Da anni ormai ci sono le stesse lacune nei resoconti degli eventi in Palestina. In primo luogo, la tendenza a ripetere la storia mezza vera in cui il “terrorismo” degli assediati giustifica la “risposta” degli assedianti. Poi, la concessione dell'impunità a un belligerante con una schiacciante superiorità militare, un belligerante che afferma di essere la vittima poco prima di un'ulteriore escalation. Infine, la sottolineatura del carattere democratico di Israele, nonostante al suo governo sia presente un'ala razzista di estrema destra, rappresentata nel gabinetto dal ministro degli Esteri.
La Primavera Araba ha fatto così poca differenza in Medio Oriente che lo stesso scenario può ripetersi a Gaza quattro anni dopo l’Operazione Piombo Fuso (1)? Hussein Agha e Robert Malley, esaminando gli sviluppi nella regione dal 2011, notano che le consuete ipotesi di lavoro non si applicano più: “Gli Stati Uniti sono alleati dell’Iraq, che è alleato dell’Iran, che sostiene il regime siriano, che gli Stati Uniti sperano di aiutare. rovesciare. Gli Stati Uniti sono anche alleati del Qatar, che sovvenziona Hamas, e dell’Arabia Saudita, che finanzia i salafiti che ispirano gli jihadisti che uccidono gli americani ovunque possano” (2). Almeno, a Gaza, inizialmente le cose sembravano essere più semplici. Binyamin Netanyahu, indebolito dal suo fallito investimento nel candidato repubblicano americano Mitt Romney, contava sui palestinesi per ripristinare l’equilibrio elettorale. Riteneva che il bombardamento delle città israeliane gli imponesse di punire nuovamente Hamas per non essere riuscito a prevenire gli attacchi. Ha “dimenticato” che i primi razzi erano stati lanciati su Gaza il 10 febbraio 2002, quando lì era ancora accampato l'esercito israeliano.
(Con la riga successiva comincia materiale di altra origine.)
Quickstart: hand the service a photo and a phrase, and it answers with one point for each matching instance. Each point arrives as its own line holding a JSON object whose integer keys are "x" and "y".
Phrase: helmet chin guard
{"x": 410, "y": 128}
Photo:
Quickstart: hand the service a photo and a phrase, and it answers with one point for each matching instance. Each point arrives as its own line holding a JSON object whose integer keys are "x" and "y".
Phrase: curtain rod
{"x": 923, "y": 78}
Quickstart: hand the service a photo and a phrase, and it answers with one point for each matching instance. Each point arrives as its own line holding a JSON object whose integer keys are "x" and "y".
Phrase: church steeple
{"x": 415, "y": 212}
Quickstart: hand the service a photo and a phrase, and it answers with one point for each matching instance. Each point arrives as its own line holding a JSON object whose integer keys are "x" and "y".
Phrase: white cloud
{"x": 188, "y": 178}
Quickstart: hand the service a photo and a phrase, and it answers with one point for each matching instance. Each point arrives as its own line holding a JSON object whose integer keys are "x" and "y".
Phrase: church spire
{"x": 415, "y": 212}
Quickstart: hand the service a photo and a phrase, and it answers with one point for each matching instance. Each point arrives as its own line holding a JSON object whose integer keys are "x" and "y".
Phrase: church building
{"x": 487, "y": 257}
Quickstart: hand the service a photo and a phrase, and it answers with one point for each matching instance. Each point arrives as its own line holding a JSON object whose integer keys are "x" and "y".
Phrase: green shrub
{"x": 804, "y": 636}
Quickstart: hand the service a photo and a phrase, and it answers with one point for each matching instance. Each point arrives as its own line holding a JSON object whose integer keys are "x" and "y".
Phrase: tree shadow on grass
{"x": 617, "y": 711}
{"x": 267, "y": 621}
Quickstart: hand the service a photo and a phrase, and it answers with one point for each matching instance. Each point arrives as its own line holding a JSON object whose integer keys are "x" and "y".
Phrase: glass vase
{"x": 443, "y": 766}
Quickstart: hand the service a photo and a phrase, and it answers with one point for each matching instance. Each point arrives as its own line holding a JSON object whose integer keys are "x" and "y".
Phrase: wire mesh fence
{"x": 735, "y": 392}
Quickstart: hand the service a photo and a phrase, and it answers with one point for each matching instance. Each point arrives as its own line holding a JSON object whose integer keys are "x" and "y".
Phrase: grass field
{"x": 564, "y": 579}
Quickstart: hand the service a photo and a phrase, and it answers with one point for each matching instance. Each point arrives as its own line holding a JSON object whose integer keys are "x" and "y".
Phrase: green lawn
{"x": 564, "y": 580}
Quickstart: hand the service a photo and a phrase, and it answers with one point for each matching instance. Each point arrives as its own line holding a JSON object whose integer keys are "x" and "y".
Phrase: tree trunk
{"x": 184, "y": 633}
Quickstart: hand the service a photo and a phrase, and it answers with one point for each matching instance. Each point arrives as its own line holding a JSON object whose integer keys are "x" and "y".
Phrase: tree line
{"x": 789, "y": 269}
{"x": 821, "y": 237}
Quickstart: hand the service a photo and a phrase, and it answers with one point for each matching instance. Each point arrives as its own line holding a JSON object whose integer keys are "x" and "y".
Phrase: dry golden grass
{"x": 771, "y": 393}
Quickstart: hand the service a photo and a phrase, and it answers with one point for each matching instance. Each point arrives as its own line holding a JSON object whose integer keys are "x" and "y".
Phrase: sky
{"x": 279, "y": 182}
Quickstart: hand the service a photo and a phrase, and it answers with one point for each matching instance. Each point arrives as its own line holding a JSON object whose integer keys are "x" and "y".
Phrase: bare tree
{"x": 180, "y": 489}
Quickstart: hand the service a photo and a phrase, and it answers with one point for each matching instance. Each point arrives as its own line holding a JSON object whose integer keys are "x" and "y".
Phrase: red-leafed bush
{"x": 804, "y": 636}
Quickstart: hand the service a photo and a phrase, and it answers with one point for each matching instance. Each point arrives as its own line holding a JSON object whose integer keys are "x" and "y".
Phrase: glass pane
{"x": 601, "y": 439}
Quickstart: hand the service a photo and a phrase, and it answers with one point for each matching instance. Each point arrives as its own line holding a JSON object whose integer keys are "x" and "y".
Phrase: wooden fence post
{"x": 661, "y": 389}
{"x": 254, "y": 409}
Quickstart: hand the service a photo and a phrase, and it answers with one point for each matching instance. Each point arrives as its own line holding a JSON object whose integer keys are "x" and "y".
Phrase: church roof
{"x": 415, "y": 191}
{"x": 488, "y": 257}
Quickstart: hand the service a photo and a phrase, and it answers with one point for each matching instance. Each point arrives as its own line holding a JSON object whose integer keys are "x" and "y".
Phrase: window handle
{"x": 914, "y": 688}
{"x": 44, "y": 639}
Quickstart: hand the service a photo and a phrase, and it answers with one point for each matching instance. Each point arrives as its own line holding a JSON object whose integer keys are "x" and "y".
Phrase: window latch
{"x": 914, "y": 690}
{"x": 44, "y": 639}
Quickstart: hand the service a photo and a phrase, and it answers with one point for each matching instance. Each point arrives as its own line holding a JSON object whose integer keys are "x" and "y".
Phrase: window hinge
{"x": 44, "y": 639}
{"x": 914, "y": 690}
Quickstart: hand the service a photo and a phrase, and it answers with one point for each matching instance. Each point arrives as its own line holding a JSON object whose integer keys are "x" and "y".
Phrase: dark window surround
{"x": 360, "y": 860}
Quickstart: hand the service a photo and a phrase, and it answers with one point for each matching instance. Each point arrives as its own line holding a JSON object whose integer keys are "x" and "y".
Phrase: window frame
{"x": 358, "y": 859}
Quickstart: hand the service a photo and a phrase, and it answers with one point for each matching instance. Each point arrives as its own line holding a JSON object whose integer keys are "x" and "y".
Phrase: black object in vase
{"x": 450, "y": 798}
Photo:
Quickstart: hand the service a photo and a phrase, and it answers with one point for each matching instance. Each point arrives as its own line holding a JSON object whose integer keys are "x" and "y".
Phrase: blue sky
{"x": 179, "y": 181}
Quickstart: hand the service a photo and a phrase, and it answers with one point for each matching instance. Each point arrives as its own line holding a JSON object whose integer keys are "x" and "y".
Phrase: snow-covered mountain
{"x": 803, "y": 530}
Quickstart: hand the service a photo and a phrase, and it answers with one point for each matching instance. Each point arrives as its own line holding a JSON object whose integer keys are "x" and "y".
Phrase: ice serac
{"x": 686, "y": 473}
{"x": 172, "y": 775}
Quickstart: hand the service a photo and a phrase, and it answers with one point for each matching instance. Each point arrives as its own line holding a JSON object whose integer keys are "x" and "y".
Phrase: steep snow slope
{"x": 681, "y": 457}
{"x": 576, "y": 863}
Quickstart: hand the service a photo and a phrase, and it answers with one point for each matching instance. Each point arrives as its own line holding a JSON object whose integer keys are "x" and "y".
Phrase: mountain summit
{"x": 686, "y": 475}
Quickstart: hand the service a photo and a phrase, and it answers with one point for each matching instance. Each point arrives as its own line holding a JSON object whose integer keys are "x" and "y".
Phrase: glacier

L’Europa ha agito come agente diplomatico per Israele nella questione, e la Francia ha contribuito a questo allineamento. Durante un incontro con Netanyahu a novembre, il presidente François Hollande ha messo in guardia contro “la tentazione dell’Autorità palestinese di cercare all’Assemblea generale delle Nazioni Unite ciò che non ottiene nei negoziati” (3). Di quali trattative stava parlando? Pochi giorni prima, il ministro degli Esteri Laurent Fabius aveva accennato brevemente ai primi segnali di crisi a Gaza: “Per tutto il fine settimana sono stati lanciati razzi contro Israele e Israele ha risposto immediatamente” (4). I diplomatici francesi non dovrebbero prendere spunto dalle dichiarazioni ufficiali degli Stati Uniti.